Después de este masaje formal de adulaciones había que esperar a que la gracia fuera concedida, previos los trámites pertinentes de pólizas, timbres móviles y sellos de registro estampados con ardoroso y contundente celo funcionarial.
Lo de esas instancias alambicadas era excesivo y hoy resultan fuera de tiempo y lugar, pero en el tratamiento a personas han existido siempre cumplidos o títulos que mantienen distancias o también son muestras de respeto. De todo hay. Desde majestad y alteza, allá en la cúspide, pasando por excelentísimos e ilustrísimos señores, hasta el tú de confianza o de irreverencia, según se mire y según contexto. Hay que matizar.
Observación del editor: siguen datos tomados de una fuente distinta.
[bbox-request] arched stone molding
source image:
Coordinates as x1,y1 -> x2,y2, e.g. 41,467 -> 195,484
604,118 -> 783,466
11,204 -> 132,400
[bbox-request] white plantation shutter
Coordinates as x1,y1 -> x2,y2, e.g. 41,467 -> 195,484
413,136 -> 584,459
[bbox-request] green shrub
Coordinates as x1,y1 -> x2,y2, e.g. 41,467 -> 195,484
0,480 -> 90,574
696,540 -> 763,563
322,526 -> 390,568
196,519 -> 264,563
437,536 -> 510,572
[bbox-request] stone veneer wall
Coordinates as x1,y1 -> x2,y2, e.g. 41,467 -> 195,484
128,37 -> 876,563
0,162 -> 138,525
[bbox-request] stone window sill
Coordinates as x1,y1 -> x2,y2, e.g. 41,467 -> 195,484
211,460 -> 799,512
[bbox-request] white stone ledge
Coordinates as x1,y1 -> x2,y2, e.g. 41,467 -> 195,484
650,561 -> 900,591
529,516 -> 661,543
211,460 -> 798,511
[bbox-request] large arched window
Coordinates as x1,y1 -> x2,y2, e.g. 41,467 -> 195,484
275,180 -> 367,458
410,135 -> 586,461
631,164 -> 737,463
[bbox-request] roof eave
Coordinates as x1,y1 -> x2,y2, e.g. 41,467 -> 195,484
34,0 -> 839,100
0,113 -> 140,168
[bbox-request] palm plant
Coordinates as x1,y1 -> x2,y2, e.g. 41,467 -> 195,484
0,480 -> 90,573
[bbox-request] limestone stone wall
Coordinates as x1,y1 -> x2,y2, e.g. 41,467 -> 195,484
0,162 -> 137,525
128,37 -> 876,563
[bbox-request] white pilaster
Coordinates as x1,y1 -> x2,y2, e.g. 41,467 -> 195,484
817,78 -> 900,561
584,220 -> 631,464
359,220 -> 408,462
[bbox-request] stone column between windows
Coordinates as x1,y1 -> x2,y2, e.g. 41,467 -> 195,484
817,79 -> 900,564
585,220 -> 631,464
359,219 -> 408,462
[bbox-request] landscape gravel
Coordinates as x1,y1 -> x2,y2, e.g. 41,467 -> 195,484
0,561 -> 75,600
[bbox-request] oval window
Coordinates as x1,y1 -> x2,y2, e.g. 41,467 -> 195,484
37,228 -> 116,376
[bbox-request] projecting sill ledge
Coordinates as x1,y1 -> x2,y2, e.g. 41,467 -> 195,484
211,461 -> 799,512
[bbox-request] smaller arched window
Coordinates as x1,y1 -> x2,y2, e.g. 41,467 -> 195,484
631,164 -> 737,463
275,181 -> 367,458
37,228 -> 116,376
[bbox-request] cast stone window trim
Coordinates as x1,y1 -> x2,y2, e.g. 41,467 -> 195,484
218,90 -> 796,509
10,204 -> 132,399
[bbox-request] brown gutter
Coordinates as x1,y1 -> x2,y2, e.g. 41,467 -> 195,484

Documento cedido por Teresa Rendueles.
Tutear a una persona mayor o profesor no cuadra con la educación que recibimos los que ya peinamos canas, lo que no supone que quien lo haga falte al respeto. Son costumbres que se maman y que las modas, siempre volubles, no desarraigan del proceder de quienes las usamos.
A mí, un mocoso de diez años, sí me molestaba más que enaltecía que un profesor me llamara de usted, derivado de vuestra merced. Sobre todo si unía al tratamiento displicencia e ironía, que de todo hubo.
En mi pueblo para referirnos a personas mayores utilizamos la palabra tío, no en el sentido moderno de compadreo cheli, sino como un tratamiento de la consideración que genera la edad.
Por estas tierras también existe una designación peyorativa: la de señorito. En masculino, ya que el femenino es cortesía para mujeres solteras o que desempeñan funciones docentes o administrativas. Los alumnos pequeños abrevian en “mi seño”. En masculino, persona acomodada y ociosa, insulta y denigra, pero algunos había que lo reclamaban para sus vástagos, como atributo de distinción. Algo así como una nobleza desteñida de la que se sentían orgullosos a falta de otros títulos oficiales de más lustre y blasón.
El don se antepone al nombre de personas con carrera o ganado prestigio, pero no espere usted que los vecinos de toda la vida le cambien el tratamiento al hijo de Petra, pongamos por caso, por muchos méritos académicos que acumule. Eso queda para los llegan de fuera. Y tan a gusto, que nadie es profeta en su tierra, ni falta que hace.